Amblyopia (Lazy Eye)
Amblyopia, commonly referred to as lazy eye, occurs when one eye wanders inward or outward and seems to be out of sync with its partner. Eye doctors will check for this condition during a regular eye exam, especially in children. A complete eye exam is recommended for children between the ages of 3 and 5 to monitor eye health and diagnose any vision problems such as lazy eye as early as possible.
Lazy Eye in Children
Does your child hold things close to see? Squint? Or have eyes that seem to wander or cross?

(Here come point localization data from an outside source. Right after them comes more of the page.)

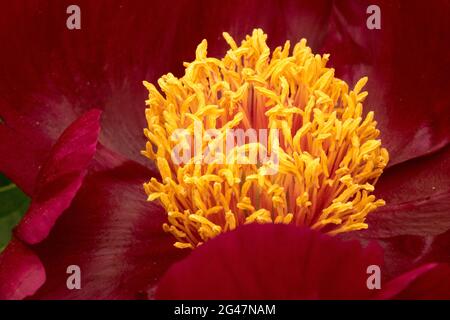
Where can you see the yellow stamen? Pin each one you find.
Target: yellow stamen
(329, 155)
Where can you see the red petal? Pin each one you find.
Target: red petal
(61, 177)
(60, 72)
(430, 281)
(113, 235)
(272, 262)
(23, 148)
(405, 62)
(21, 272)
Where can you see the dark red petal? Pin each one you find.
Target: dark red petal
(272, 262)
(113, 235)
(431, 281)
(21, 272)
(407, 66)
(23, 148)
(60, 177)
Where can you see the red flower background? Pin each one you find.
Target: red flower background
(72, 113)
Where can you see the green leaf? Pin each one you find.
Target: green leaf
(13, 205)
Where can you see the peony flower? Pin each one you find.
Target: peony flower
(84, 172)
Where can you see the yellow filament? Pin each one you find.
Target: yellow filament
(329, 155)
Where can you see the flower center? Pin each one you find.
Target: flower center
(325, 156)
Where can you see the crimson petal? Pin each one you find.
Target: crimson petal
(21, 272)
(272, 262)
(60, 177)
(112, 234)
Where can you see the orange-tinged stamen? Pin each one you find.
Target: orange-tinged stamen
(329, 154)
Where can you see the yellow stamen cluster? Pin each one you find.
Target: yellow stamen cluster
(329, 154)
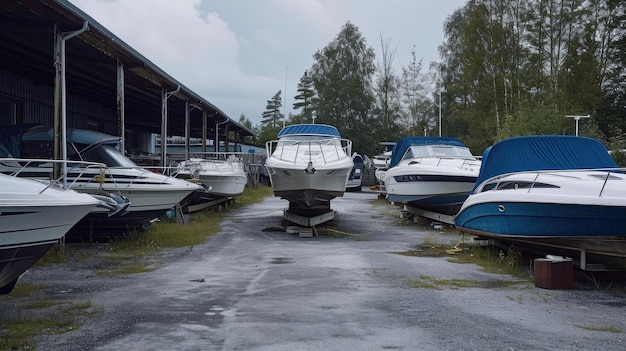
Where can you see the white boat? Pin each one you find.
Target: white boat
(33, 217)
(356, 174)
(381, 162)
(309, 164)
(220, 177)
(553, 190)
(150, 194)
(431, 173)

If you think your child may have a lazy eye, it is important to start treatment of amblyopia as soon as possible. Treatment of lazy eye is most successful when the child is younger than 7 years old. Only about half of children who receive treatment from age 7-17 respond to treatment.
Causes of Lazy eye
Depending on the cause of lazy eye, there are three diagnosed types of amblyopia: strabismus amblyopia, refractive amblyopia, and deprivation amblyopia.
Strabismus amblyopia is caused by a muscle imbalance between the eyes. This means one eye is significantly stronger than the other, leading to the weak eye becoming what we call a “lazy eye.” Amblyopia can often be treated by intentionally blurring or blocking vision for the stronger eye, using an eyepatch for example, to strengthen the weaker eye or lazy eye.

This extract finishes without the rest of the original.